Мне приходилось видеть крепости в разных странах, но там это слово означает совсем не то, что в Петербурге. Я не в силах без ужаса думать о том, что люди, отличающиеся самой безответной преданностью, самой безукоризненной честностью, могут в любую минуту очутиться в подземных казематах петербургской крепости; сердце мое едва не выскочило из груди, когда я вновь перешел по мосту ров, окружающий эти печальные стены и отделяющий их от мира. О! кто не преисполнился бы сострадания к этому народу? Русские — я имею в виду тех, кто принадлежит к высшим сословиям, — выказывают нынче невежество и предрассудки, на самом деле им уже не свойственные. Притворное смирение кажется мне величайшей гнусностью, до какой может опуститься нация рабов; бунт, отчаяние были бы, конечно, более страшны, но менее подлы; слабость, которая пала так низко, что не позволяет себе даже жалобного стона — этого утешения невольников; страх, изгоняемый страхом еще более сильным, — все это нравственные феномены, которые невозможно наблюдать, не проливая кровавые слезы.

Посетив усыпальницу русских самодержцев, я возвратился в квартал, где расположена моя гостиница, и велел отвести меня в католическую церковь, где службу отправляют монахи-доминиканцы. Я хотел, чтобы они отслужили мессу по случаю годовщины, которую я всегда, где бы ни оказался, отмечал в католической церкви. Доминиканский монастырь находится на Невском проспекте, прекраснейшей улице Петербурга. Церковь скромна и не отличается особым великолепием; монастырские помещения пустынны, дворы загромождены обломками камня, и повсюду царит печаль: кажется, несмотря на благоволение властей, община живет небогато и не чувствует уверенности в завтрашнем дне. В России религиозная терпимость не имеет опоры ни в общественном мнении, ни в государственном устройстве: как и все прочее, она — результат милости одного человека, способного завтра отнять то, что ему заблагорассудилось пожаловать сегодня.

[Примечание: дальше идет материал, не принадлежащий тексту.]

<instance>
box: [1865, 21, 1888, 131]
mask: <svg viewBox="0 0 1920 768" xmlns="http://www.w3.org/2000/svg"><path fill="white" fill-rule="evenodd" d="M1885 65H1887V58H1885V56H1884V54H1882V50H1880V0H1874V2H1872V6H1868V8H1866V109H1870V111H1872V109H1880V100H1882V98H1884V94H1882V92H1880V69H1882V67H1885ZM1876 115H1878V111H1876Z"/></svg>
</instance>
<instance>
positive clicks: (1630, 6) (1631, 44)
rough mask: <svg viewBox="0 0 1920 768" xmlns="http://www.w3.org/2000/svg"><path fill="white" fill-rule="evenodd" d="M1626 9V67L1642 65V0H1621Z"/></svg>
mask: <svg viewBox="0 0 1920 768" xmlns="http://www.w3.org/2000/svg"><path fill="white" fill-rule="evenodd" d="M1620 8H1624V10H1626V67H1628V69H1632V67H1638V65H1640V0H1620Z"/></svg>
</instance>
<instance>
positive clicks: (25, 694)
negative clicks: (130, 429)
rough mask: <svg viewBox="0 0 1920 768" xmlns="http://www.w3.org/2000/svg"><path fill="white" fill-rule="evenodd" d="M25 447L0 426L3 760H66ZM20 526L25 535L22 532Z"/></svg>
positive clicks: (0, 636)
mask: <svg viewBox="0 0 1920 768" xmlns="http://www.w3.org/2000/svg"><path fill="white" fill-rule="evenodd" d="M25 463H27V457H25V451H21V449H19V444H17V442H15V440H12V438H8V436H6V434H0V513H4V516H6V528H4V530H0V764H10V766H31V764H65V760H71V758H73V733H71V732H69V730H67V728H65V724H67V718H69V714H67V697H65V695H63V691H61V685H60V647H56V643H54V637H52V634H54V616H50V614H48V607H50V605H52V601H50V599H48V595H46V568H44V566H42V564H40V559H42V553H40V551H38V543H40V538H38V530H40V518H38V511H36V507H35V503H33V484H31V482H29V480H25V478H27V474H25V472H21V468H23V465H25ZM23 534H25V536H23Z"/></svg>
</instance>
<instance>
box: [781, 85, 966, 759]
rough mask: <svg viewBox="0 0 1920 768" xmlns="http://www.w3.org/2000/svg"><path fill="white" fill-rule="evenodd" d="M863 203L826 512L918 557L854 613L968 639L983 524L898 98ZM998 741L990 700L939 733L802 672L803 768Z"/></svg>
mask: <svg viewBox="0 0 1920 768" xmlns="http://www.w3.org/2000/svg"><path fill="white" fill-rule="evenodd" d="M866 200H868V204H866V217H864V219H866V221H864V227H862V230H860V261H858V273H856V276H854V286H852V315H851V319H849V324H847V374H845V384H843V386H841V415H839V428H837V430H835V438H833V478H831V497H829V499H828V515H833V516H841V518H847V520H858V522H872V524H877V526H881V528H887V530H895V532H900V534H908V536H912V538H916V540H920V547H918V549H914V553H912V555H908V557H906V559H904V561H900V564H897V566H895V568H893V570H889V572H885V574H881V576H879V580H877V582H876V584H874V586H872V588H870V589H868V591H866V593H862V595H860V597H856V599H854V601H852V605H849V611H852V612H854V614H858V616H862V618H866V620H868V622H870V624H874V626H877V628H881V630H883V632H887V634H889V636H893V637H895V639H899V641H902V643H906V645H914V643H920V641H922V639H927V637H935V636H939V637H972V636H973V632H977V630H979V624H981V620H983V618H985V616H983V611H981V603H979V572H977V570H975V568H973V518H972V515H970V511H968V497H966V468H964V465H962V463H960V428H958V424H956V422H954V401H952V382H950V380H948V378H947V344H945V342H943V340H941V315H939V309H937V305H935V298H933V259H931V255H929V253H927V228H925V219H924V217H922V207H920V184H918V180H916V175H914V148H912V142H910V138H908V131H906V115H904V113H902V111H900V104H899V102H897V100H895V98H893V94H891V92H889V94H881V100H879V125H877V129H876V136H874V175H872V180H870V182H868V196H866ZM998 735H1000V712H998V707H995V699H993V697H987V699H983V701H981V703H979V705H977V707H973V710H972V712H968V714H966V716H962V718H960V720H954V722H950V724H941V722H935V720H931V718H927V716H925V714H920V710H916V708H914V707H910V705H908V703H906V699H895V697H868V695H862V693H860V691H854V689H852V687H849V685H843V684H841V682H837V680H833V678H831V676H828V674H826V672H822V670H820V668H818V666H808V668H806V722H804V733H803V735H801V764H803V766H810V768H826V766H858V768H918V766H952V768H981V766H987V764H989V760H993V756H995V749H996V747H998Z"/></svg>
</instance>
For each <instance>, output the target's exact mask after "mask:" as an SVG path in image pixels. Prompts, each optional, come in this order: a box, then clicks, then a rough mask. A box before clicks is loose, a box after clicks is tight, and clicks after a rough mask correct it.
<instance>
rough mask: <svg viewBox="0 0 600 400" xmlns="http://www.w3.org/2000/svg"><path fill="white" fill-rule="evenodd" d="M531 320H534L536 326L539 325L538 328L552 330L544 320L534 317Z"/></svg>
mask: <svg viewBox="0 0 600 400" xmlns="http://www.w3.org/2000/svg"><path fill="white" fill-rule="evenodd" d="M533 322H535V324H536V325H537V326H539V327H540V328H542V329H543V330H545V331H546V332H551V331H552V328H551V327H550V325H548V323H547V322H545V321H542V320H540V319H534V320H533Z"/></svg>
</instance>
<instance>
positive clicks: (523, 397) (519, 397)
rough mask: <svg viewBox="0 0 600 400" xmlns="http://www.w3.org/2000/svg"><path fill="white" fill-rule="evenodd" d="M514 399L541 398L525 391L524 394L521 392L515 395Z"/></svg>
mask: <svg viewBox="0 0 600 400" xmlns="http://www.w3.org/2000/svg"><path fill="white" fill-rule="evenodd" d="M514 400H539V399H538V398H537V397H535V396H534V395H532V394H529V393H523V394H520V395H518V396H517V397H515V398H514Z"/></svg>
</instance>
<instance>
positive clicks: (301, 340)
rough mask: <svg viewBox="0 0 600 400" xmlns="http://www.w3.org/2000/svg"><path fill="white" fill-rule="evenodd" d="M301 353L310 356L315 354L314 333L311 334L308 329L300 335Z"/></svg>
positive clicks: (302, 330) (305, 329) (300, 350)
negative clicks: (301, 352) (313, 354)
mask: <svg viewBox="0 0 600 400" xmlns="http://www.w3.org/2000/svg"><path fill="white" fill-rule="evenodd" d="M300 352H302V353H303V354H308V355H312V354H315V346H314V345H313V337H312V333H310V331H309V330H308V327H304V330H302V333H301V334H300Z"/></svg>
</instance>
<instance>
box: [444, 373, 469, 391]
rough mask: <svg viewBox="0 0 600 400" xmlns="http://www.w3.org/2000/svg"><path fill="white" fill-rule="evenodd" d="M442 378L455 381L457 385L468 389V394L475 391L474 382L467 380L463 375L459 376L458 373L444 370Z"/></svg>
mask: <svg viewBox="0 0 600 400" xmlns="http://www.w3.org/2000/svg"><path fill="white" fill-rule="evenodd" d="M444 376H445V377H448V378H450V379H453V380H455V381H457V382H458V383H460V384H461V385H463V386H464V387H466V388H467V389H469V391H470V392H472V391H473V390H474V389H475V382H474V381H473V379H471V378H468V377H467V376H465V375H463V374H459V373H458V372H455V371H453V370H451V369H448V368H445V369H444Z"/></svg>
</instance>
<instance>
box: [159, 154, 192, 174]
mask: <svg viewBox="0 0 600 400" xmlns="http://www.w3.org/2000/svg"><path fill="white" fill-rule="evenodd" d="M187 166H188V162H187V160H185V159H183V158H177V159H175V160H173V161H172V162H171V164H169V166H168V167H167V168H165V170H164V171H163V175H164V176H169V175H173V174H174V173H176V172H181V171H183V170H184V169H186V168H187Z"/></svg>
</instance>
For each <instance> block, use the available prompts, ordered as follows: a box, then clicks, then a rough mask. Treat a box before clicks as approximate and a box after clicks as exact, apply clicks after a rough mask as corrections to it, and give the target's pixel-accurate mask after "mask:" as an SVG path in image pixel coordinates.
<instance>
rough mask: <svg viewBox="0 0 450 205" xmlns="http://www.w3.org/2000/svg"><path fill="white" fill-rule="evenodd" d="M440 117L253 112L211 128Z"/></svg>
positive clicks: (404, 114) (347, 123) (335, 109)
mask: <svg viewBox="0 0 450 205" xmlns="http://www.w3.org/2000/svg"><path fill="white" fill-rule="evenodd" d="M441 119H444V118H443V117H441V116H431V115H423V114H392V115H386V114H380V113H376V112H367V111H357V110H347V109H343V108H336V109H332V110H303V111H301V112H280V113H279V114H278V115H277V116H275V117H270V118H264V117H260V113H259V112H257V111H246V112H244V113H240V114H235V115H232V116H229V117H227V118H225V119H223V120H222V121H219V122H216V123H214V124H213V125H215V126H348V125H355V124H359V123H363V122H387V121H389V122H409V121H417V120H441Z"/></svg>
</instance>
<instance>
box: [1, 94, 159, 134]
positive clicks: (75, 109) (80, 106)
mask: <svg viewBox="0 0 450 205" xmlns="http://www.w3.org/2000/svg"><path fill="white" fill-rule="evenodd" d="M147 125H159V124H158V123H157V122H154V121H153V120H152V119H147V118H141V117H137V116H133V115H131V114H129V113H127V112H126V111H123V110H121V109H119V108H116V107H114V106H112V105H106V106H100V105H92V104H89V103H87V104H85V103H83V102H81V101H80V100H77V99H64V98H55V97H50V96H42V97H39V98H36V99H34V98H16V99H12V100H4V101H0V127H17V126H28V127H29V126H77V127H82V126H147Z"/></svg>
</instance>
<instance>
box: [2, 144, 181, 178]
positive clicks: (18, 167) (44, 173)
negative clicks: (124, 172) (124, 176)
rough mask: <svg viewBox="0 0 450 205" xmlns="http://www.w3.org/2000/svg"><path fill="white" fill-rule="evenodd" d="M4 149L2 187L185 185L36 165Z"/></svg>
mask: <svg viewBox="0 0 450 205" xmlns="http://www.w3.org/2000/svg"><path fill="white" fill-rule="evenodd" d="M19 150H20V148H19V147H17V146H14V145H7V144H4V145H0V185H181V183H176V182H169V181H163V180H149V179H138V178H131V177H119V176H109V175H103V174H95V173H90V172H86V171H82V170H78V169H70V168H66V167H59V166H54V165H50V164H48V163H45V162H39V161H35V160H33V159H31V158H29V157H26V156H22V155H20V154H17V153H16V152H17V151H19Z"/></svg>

Ожидая, пока освободится настоятель, я принялся осматривать церковь и внезапно увидел под ногами камень, на котором прочел имя, живо меня взволновавшее: Понятовский!.. Жертва собственного фатовства, этот легковерный любовник Екатерины II погребен здесь, в безвестной могиле; однако, лишенный того величия, какое сообщает власть, он в полной мере сохранил то величие, какое даруется несчастьем; бедствия этого монарха, его слепота, за которую он так жестоко поплатился, коварство его политических противников — все это будет вечно привлекать к его могиле всех путешественников-христиан.

Подле короля-изгнанника предано земле изувеченное тело Моро. Император Александр приказал доставить его сюда из Дрездена. Мысль воссоединить останки двух столь достойных жалости людей, дабы возносить единую молитву в память об их несчастьях, представляется мне одной из самых великодушных идей монарха, который — не забудем об этом! — сохранил, благородство при въезде в город, только что покинутый Наполеоном.

Около четырех часов пополудни я наконец вспомнил, что прибыл в Россию не только для того, чтобы осматривать более или менее любопытные памятники и предаваться более или менее философическим размышлениям, и бросился к французскому послу.

Там меня постигло жестокое разочарование: я узнал, что бракосочетание великой княжны с герцогом Лейхтенбергским состоится послезавтра и я уже не успею представиться императору прежде этой церемонии. Меж тем побывать в стране, где все самое важное вершится при дворе, и не увидеть придворного празднества — значит не увидеть ровно ничего.